Your ACORN updates

ACORN admits ruin at hands of James O’Keefe

Ian Urbina
The New York Times

BALTIMORE — The community organizing group Acorn, battered politically from the right and suffering from mismanagement along with a severe loss of government and other funds, is on the verge of filing for bankruptcy, officials of the group said Friday.

This week, the Maryland chapter announced that it would not reopen its offices, which were shuttered in September in the wake of a widely publicized series of video recordings made by two conservative activists, posing as a prostitute and a pimp, who secretly filmed Acorn workers providing them tax advice. In the videos, Acorn workers told one of the activists, James E. O’Keefe III, how to hide prostitution activities from the authorities and avoid taxes, raising no objections to his proposed criminal activities.
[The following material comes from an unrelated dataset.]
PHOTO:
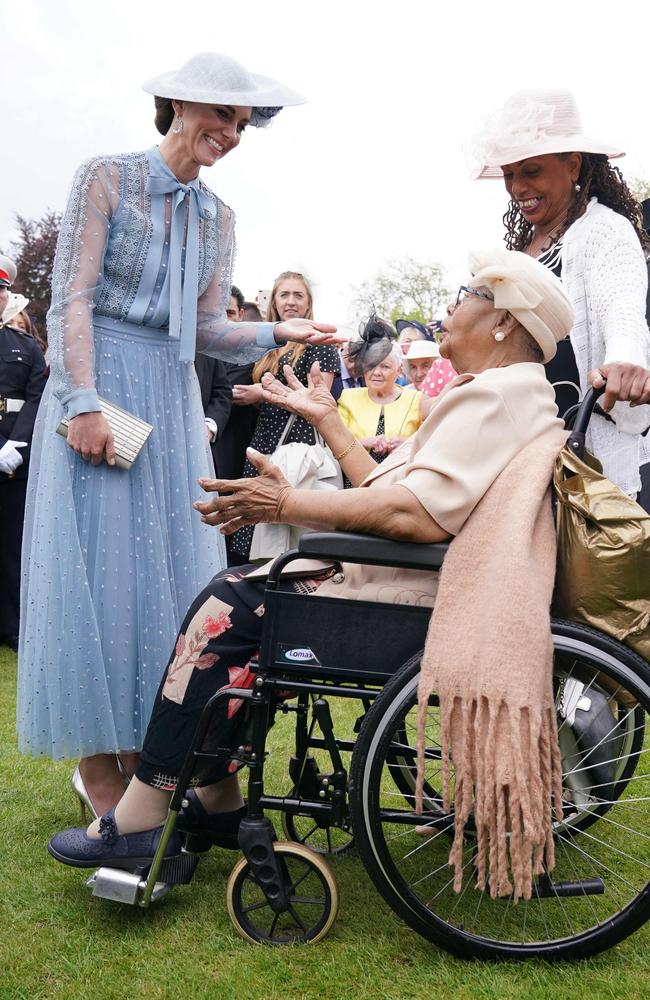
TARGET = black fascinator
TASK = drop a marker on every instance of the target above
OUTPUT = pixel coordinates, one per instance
(376, 339)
After the activists’ videos came to light and swiftly became fodder for 24-hour cable news coverage, private donations from foundations to Acorn all but evaporated and the federal government quickly distanced itself from the group.

“That 20-minute video ruined 40 years of good work,” said Sonja Merchant-Jones, former co-chairwoman of Acorn’s Maryland chapter. “But if the organization had confronted its own internal problems, it might not have been taken down so easily.”

Read the full NYT story: ACORN on the brink of bankruptcy – The New York Times

H/T The Daily Caller

From little ACORNs, new state-level organizations grow

Matthew Vadum
The Daily Caller

ACORN’s state chapter in Missouri is the latest to rebrand itself as part of ACORN’s national strategy to distance itself from its negative public image.

The creation of the St. Louis-based Missourians Organizing for Reform Empowerment Inc. (MORE) brings to five the number of ACORN’s state chapters that have shut down and incorporated themselves separately under new names.

Meanwhile, the Obama administration is gearing up to begin funding ACORN again despite a congressional ban and an unresolved lawsuit. In a March 16 memo Office of Management and Budget (OMB) director Peter Orszag quietly ordered federal agencies to resume funding the group whose employees were caught on hidden camera videos last year apparently encouraging illegal behavior. The memo came after federal judge Nina Gershon of the Eastern District of New York, a Bill Clinton appointee, made permanent her temporary injunction prohibiting Congress from cutting off funding for ACORN. Gershon found the denial of funding to ACORN to be an unconstitutional “bill of attainder.”

The memo also came despite the fact that the Department of Justice is planning to appeal Gershon’s ruling and seek a stay pending appeal. In other words, the administration is pressing ahead with restoring funding to a group that President Obama worked for and represented as a legal client even though the legal case has yet to fully work its way through the judicial system.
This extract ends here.